A diferença entre os dois índices foi muito grande esse ano, sem dúvida, mas plenamente possível de ser explicada. Lembre-se, em primeiro lugar, que 2020 foi um ano de grandes distorções em diversas variáveis macroeconômicas e muita volatilidade de preços. Isso acaba se refletindo também na inflação. Vamos lá.

O IGP-DI é formado por três grandes grupos de preços: os preços no atacado (60% do índice), os preços para o consumidor (30% do índice) e os preços da construção civil (10% do índice). Por causa da intensa desvalorização do real, os preços no atacado sofreram uma alta substancial: 31,7%. Estes preços no atacado são formados pelos preços agrícolas (alta de 46,9%) e preços industriais (alta de 26,3%). Nós, consumidores, não vemos estes preços. Quem vê são as empresas, que compram no atacado e podem ou não repassar esses preços para o consumidor. Como foi um ano de grande desaceleração da atividade econômica, o espaço para repasses foi muito pequeno, o que explica que grande parte desta alta não tenha se transferido para o consumidor.

Continuando: os preços da construção civil subiram 8,8%, sendo que materiais subiram 16,3% enquanto mão-de-obra subiu meros 2,6%. Como se vê, foi uma inflação de produtos e não de salários.

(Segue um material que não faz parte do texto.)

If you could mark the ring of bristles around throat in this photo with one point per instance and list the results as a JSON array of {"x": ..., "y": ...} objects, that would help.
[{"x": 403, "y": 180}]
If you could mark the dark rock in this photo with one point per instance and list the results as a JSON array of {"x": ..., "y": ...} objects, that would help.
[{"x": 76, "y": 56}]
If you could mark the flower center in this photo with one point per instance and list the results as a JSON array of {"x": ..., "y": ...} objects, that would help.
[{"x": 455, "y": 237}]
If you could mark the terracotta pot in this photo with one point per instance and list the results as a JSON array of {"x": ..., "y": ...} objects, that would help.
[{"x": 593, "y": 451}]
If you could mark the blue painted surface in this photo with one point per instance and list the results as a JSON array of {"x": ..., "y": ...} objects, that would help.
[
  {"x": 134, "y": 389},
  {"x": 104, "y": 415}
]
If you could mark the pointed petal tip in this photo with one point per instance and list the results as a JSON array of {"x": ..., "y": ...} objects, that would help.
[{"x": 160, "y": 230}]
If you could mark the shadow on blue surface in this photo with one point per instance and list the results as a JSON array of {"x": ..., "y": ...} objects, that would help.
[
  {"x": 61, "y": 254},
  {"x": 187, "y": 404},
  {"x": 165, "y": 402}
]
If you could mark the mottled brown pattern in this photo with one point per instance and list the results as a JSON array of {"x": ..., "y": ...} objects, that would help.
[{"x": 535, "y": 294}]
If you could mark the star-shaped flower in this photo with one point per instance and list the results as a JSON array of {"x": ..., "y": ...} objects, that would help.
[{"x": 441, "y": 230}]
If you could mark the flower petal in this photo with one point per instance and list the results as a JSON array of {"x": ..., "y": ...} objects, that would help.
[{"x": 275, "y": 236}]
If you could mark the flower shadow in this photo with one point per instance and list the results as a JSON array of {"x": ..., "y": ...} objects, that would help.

Por fim, os preços ao consumidor do IGP-DI subiram 5,2%. Este é o sub-índice que deve ser comparado com o IPCA, que subiu 4,5%. Como se vê, a diferença foi mínima. Portanto, no que se refere aos preços ao consumidor, IBGE e FGV concordam, afastando a hipótese de manipulação.

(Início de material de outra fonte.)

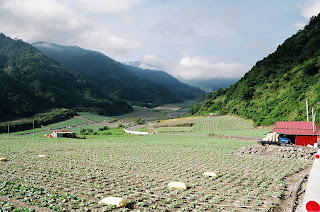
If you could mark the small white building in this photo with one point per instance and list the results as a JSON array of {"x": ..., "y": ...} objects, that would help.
[{"x": 62, "y": 133}]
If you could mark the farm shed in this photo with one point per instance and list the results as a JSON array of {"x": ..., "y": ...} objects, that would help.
[
  {"x": 299, "y": 132},
  {"x": 62, "y": 133}
]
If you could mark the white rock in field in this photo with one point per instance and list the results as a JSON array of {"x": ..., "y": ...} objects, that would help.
[
  {"x": 178, "y": 185},
  {"x": 3, "y": 159},
  {"x": 117, "y": 201},
  {"x": 211, "y": 174}
]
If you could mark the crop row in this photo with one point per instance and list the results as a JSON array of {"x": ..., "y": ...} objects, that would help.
[{"x": 79, "y": 173}]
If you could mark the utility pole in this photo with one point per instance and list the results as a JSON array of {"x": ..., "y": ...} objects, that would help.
[
  {"x": 313, "y": 120},
  {"x": 307, "y": 111},
  {"x": 33, "y": 126}
]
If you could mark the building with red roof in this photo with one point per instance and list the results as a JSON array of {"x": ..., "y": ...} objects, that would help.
[{"x": 299, "y": 132}]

Por fim, em relação ao reajuste de alugueis: por que cargas d’água o aluguel de uma residência deve ser reajustado com base no aumento da chapa de aço que a montadora compra da companhia siderúrgica? Ou com base no preço que o chinês está pagando na soja? O IGP-M está distante de refletir a cesta de consumo tanto do locador quanto do locatário. É um índice completamente inadequado para reajustar o aluguel. Já está mais do que na hora de o mercado de aluguel mudar este critério de reajuste.